The program that describes the processing contents may be recorded on a computer-readable recording medium. Any computer-readable recording medium may be used, such as, for example, a magnetic recording device, an optical disc, a magneto-optical recording medium, a semiconductor memory, and so on.

This program may be distributed by selling, transferring, leasing, etc., a portable recording medium such as a DVD, CD-ROM and the like on which this program is recorded, for example. Moreover, this program may be distributed by storing the program in a memory device of a server computer, and by forwarding this program from the server computer to another computer via a network.

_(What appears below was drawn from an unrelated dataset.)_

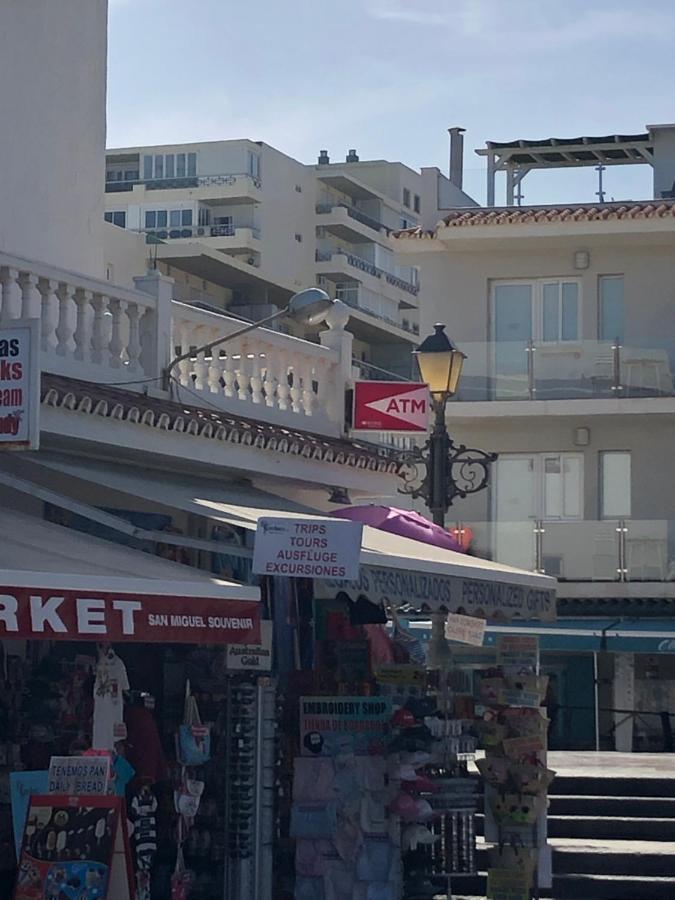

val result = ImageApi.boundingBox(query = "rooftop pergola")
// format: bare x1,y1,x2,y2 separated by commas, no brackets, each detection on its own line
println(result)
476,132,654,206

A computer that executes such a program may, for example, first temporarily store the program recorded on a portable recording medium or the program forwarded from a server computer, in a memory device of its own. In executing the processing, this computer reads out the program stored in its own memory device, and executes the processing in accordance with the read-out program. Moreover, in another embodiment, the computer may read out this program directly from a portable recording medium and execute the processing in accordance with the program. Further, every time a program is forwarded from a server computer to this computer, the processing in accordance with the received program may be executed consecutively. In an alternative configuration, instead of forwarding the program from a server computer to this computer, the processing described above may be executed by a service known as ASP (Application Service Provider) that realizes processing functions only through instruction of execution and acquisition of results. It should be understood that the program in this embodiment includes information to be provided for the processing by an electronic calculator based on the program (such as data having a characteristic to define processing of a computer, though not direct instructions to the computer).

Note, instead of configuring the device by executing a predetermined program on a computer as in this embodiment, at least some of these processing contents may be realized by hardware.

Claims

1. A similarity score evaluation apparatus, comprising:

a morphological analysis circuit configured to perform a morphological analysis of a first character string and a second character string; and

a similarity score calculating circuit configured to obtain a number of morphemes included in both of a morphological analysis result of the first character string and a morphological analysis result of the second character string as a similarity score.

2. The similarity score evaluation apparatus according to claim 1, further comprising

a memory circuit configured to store term unification data including a set of a plurality of words having an identical concept and different representations, and

a term unification circuit configured to replace words contained in the first character string and the second character string having a same concept and different representations so that the representations are identical, using the term unification data.

3. The similarity score evaluation apparatus according to claim 1, further comprising a concept deleting circuit configured to delete a predetermined morpheme from a morphological analysis result of the first character string and a morphological analysis result of the second character string.

4. A similarity score evaluation method, comprising:

a step wherein a morphological analysis circuit performs a morphological analysis of a first character string and a second character string; and

a step wherein a similarity score calculating circuit obtains a number of morphemes included in both of a morphological analysis result of the first character string and a morphological analysis result of the second character string as a similarity score.

5. A computer-readable storage medium storing a program causing a computer to function as the similarity score evaluation apparatus according to claim 1.

6. The similarity score evaluation apparatus according to claim 2, further comprising a concept deleting circuit configured to delete a predetermined morpheme from a morphological analysis result of the first character string and a morphological analysis result of the second character string.